In [12]:
# Task 3: RAG - Part 1 (Basic Document QA)
# Objective: Enable Q&A over machine manuals, ISO standards, safety SOPs

# ✅ Step 1: Install dependencies
!pip install langchain langchain-community faiss-cpu PyPDF2 gradio groq python-dotenv langchain-groq pypdf -q


[notice] A new release of pip is available: 24.0 -> 25.2
[notice] To update, run: C:\Users\cocsa\AppData\Local\Microsoft\WindowsApps\PythonSoftwareFoundation.Python.3.11_qbz5n2kfra8p0\python.exe -m pip install --upgrade pip


In [8]:
# ✅ Step 2: Import Libraries
import os
import gradio as gr
from langchain.text_splitter import RecursiveCharacterTextSplitter
from langchain_community.document_loaders import PyPDFLoader
from langchain_community.vectorstores import FAISS
from langchain_community.embeddings import HuggingFaceEmbeddings
from langchain.chains import RetrievalQA
from langchain.prompts import PromptTemplate
from langchain_groq import ChatGroq

  from .autonotebook import tqdm as notebook_tqdm


In [None]:

# =====================================
# 🔑 Step 3: Set up API Key
# =====================================
os.environ["GROQ_API_KEY"] = "your_groq_api_key_here"


In [5]:
import os
from langchain.document_loaders import PyPDFLoader

# Step 4: Load PDFs from local folder
folder_path = "manuals/"  # folder containing your PDFs
pdf_files = [os.path.join(folder_path, f) for f in os.listdir(folder_path) if f.endswith(".pdf")]

documents = []
for path in pdf_files:
    loader = PyPDFLoader(path)
    docs = loader.load()
    documents.extend(docs)

print(f"Loaded {len(documents)} documents from {len(pdf_files)} PDF files.")


Loaded 1 documents from 1 PDF files.


In [9]:
# Step 5: Split documents into chunks for embeddings
text_splitter = RecursiveCharacterTextSplitter(
    chunk_size=1000,
    chunk_overlap=100
)

split_docs = text_splitter.split_documents(documents)
print(f"Split into {len(split_docs)} chunks.")

Split into 2 chunks.


In [11]:
# =====================================
# 🧠 Step 6: Create Embeddings & Vector Store (FAISS)
# =====================================
embeddings = HuggingFaceEmbeddings(model_name="all-MiniLM-L6-v2")
db = FAISS.from_documents(split_docs, embeddings)
db.save_local("faiss_index")
print("✅ FAISS index created and saved.")

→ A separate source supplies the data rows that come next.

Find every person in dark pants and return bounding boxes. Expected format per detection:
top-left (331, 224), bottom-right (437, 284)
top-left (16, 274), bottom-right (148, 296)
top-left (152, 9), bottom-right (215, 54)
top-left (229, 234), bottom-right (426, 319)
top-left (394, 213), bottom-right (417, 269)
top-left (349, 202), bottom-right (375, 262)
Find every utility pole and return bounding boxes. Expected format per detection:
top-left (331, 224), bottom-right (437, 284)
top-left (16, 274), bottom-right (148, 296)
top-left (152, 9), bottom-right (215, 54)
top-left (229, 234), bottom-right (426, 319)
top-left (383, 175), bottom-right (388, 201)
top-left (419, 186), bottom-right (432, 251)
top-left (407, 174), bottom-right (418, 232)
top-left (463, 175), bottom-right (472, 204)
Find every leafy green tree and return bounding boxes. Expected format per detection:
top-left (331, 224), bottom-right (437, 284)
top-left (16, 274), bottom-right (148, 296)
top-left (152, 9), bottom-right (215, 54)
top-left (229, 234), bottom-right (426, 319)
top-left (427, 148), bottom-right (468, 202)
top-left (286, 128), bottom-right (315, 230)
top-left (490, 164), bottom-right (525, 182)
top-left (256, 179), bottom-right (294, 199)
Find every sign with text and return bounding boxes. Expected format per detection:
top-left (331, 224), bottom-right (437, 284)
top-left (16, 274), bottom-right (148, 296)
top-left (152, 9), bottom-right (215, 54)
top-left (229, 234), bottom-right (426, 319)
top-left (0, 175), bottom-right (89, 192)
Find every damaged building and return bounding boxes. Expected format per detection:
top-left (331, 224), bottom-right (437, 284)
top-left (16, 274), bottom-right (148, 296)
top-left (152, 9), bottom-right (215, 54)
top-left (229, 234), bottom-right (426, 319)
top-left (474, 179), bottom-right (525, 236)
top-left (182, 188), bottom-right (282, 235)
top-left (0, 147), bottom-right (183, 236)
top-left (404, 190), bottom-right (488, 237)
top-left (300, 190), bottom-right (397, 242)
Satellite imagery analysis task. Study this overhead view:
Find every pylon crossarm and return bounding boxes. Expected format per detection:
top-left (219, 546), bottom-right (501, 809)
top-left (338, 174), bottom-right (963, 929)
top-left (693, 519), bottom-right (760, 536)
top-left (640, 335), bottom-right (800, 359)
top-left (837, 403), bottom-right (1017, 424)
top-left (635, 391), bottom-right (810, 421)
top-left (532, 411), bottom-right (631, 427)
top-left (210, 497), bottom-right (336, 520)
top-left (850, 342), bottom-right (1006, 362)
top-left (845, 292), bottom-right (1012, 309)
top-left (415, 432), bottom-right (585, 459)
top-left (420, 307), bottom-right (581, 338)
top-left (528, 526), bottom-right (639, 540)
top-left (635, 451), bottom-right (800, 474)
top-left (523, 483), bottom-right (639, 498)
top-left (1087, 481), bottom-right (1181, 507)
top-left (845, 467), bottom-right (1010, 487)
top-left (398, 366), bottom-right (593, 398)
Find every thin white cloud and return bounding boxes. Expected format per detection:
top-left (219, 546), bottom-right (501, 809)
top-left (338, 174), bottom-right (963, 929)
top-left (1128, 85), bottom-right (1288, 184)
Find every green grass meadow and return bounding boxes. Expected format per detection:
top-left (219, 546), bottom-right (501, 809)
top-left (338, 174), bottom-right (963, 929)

✅ FAISS index created and saved.


In [13]:
# =====================================
# 💬 Step 7: Set Up LLM (Groq)
# =====================================
llm = ChatGroq(model="llama-3.3-70b-versatile")

# Create retriever
retriever = db.as_retriever(search_kwargs={"k": 3})

# Custom prompt template
prompt = PromptTemplate(
    input_variables=["context", "question"],
    template=(
        "You are an expert assistant for manufacturing document QA.\n"
        "Use the context below to answer the question accurately.\n\n"
        "Context:\n{context}\n\n"
        "Question: {question}\n\n"
        "Answer clearly and concisely."
    ),
)

In [15]:

# Create RAG chain
qa_chain = RetrievalQA.from_chain_type(
    llm=llm,
    chain_type="stuff",
    retriever=retriever,
    chain_type_kwargs={"prompt": prompt},
)

In [16]:
# =====================================
# 💬 Step 8: Build Gradio Chat UI
# =====================================
def chat_with_docs(question):
    if not question.strip():
        return "Please enter a valid question."
    try:
        response = qa_chain.invoke({"query": question})
        return response["result"]
    except Exception as e:
        return f"⚠️ Error: {e}"

ui = gr.Interface(
    fn=chat_with_docs,
    inputs=gr.Textbox(label="Ask a question about your documents", placeholder="e.g. What are the safety steps before operating the CNC machine?"),
    outputs=gr.Textbox(label="Answer"),
    title="🧠 Task 03 - RAG Document QA",
    description="Upload PDF manuals, ISO standards, or SOPs in `/content/docs` and ask context-based questions.",
)

In [17]:

# =====================================
# 🚀 Step 9: Launch App
# =====================================
ui.launch(debug=True)

* Running on local URL:  http://127.0.0.1:7860
* To create a public link, set `share=True` in `launch()`.


Keyboard interruption in main thread... closing server.